Ao contrário de Paganini, Robert Johnson não era um exibicionista, pelo contrário. Quando sabia que um outro músico o observava durante uma apresentação, virava de costas para esconder o movimento de seus dedos pelas escalas. Mas assim como Paganini, o virtuosismo de Johnson e o domínio de sua arte, incluindo a habilidade com a palavra escrita e o uso das metáforas, levou o público a atribuir que ele estava em aliança com o diabo.

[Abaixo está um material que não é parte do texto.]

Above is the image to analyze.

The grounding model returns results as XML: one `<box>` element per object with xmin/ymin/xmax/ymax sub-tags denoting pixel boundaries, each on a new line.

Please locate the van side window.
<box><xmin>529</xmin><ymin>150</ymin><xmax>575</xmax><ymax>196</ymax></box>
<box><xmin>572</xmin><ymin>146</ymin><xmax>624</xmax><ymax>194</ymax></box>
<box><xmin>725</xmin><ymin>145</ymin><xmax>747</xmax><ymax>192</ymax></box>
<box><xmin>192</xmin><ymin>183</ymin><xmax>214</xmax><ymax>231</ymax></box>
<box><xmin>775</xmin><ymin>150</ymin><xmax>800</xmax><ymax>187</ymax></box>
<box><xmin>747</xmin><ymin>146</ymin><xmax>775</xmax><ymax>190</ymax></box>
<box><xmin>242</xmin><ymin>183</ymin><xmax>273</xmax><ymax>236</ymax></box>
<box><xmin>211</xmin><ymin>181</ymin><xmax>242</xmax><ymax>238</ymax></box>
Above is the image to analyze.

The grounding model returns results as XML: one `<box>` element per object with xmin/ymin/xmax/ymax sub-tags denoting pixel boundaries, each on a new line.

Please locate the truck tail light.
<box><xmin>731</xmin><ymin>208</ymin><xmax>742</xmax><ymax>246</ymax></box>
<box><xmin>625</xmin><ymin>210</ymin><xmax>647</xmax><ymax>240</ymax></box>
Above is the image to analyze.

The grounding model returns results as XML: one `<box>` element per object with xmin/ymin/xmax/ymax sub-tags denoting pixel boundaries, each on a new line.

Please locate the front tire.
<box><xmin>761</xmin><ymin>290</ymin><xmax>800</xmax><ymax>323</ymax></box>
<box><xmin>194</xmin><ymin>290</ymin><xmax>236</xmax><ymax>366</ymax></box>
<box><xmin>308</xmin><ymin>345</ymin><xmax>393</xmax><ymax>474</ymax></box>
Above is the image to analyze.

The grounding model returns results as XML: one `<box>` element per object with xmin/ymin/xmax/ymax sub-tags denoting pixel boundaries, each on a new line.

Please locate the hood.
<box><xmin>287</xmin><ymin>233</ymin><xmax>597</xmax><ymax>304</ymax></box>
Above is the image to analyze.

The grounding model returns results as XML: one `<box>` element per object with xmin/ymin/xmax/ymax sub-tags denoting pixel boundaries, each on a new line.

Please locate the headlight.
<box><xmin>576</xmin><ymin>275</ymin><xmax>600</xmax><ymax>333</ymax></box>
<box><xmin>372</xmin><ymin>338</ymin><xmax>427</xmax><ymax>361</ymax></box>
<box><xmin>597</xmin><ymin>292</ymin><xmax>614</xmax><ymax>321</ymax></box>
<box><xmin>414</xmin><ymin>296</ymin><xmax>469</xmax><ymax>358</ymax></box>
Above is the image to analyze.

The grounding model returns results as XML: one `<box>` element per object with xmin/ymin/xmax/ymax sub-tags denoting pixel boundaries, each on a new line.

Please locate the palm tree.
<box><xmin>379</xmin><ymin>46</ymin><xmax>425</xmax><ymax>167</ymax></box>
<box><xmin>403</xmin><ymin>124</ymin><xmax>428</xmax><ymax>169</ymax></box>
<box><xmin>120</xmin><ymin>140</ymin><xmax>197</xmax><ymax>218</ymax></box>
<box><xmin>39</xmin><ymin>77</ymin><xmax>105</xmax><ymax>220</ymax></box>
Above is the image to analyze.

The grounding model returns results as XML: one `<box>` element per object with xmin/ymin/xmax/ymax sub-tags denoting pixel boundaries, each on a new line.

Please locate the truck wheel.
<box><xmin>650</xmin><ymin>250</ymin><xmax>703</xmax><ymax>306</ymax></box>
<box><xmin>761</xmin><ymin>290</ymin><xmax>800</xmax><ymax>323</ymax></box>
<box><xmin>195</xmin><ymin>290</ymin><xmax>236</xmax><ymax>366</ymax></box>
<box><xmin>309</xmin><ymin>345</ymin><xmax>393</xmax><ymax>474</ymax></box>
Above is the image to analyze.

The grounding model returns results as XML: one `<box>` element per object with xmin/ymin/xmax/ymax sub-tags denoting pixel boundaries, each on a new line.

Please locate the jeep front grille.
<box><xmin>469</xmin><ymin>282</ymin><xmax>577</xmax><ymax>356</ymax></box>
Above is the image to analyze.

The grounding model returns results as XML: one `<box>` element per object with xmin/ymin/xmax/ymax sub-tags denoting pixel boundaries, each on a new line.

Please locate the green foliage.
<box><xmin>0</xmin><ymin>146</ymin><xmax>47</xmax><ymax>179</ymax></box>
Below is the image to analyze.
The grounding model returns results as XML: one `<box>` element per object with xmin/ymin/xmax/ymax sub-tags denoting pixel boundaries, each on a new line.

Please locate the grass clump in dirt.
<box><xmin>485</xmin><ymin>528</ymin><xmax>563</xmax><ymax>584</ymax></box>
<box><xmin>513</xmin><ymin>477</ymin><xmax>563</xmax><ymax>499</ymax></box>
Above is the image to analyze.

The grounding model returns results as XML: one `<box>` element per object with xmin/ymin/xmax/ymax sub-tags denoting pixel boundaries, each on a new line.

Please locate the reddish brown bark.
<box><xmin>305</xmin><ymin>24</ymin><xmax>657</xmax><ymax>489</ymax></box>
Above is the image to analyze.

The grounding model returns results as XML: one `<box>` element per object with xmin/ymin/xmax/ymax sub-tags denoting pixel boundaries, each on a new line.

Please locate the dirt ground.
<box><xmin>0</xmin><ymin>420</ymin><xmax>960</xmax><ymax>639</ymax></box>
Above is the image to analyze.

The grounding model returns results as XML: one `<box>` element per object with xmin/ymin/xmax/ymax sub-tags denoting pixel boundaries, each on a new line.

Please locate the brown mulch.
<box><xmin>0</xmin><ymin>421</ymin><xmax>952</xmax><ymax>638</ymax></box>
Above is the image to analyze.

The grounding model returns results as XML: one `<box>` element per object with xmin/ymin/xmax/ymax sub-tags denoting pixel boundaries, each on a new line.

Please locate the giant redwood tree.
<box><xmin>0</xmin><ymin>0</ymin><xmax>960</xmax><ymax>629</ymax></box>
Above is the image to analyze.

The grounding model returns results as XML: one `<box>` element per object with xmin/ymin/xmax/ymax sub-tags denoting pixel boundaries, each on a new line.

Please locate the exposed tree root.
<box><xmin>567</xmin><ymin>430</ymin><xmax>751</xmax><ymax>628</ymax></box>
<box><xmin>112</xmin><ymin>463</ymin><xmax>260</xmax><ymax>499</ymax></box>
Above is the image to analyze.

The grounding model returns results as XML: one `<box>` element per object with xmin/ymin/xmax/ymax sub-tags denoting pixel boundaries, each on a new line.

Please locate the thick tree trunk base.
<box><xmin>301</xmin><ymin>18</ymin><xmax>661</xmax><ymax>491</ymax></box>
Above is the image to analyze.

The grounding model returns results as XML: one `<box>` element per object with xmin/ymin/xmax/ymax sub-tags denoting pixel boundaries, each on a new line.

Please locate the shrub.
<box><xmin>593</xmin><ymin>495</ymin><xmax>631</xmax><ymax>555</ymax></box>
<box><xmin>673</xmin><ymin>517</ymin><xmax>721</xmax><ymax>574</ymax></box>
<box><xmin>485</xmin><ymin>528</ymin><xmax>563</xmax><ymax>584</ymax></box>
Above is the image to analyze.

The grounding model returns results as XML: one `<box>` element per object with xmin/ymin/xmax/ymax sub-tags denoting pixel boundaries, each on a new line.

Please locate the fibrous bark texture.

Como Johnson passava grande parte de seu tempo em bordéis (os jukes) e levava uma vida itinerante e misteriosa, seus talentos certamente deveriam vir do capeta (assim versava o senso comum). Mas antes de Johnson, alguns artistas do blues já falavam em pacto nas suas letras. É o caso da cantora Clara Smith que fala de seu acordo em "Done Sold my Soul to the Devil", uma música de 1924: “Vendi mesmo a minha alma, a vendi para o diabo, e o meu coração virou pedra". Já Robert diz, por exemplo: “I got hellhounds on my trail" (Tenho cães do inferno no meu encalço"), mas em nenhuma de suas músicas há uma frase tão afirmativa como essa de Clara Smith, uma confissão em forma de letra. Em "Crossroads" ele diz: “Fui até a encruzilhada e caí de joelhos, pedi misericórdia ao Senhor, salve o pobre Bob, por favor”. Não parece mais uma súplica por salvação do que um pacto com o diabo?    

No entanto, suas canções — supostamente profanas — assumem atributos que podem estar relacionados em outro viés, ao da iluminação, do sobrenatural, de uma influência do hoodoo (como Stones in my Passway e Dust My Broom), uma prática espiritual utilizada por muitos afro-americanos daquele período. As letras de Johnson falam de tantas coisas — paixão, solidão, exaltam suas proezas sexuais (I’m a Steady Rollin’ Man); trazem poesia ("o blues cai como granizo"); raiva; do sobrenatural ("a maçaneta da minha porta não para de girar, devem ser fantasmas ao redor da minha cama"; do desejo não realizado; fala do seu fraco pelas mulheres (“tenho mulheres em Vicksburg, faço a limpa até o Tennessee, mas aquela minha namorada de Friars Point não sai de cima de mim”); traduz recursos literários utilizados ainda hoje, mas que eram incomuns na década de 1930. Por isso tudo, pela sua proficiência, pelo seu contéudo, a música de Johnson continua nos impressionando e provocando epifanias, transformando-o num dos recorrentes titãs do blues. Pelo meu ponto de vista, extraindo a mítica fantasiosa, heróis são pessoas comuns cujas ações são extraordinárias. E Robert Johnson certamente teve uma vida extraordinária.   

Ainda no vácuo da lenda, “Me and the Devil” entrou em cartaz nos teatros americanos no ano passado. Trata-se de uma peça que abraça a fábula do trato com o diabo, ou une o núcleo mitológico com elementos-chave do relato mais realista da vida e da morte de Johnson. Na trama, Johnson morre e segue para o Inferno, onde encontra Satanás. Lá ele argumenta que ele não deve ser condenado à perdição eterna, apesar dos terríveis termos do contrato (com o qual ele admite ter concordado livremente), pois Johnson sente que o diabo não cumpriu sua parte no trato — devido a morte precoce —  além de reivindicar outros benefícios perdidos.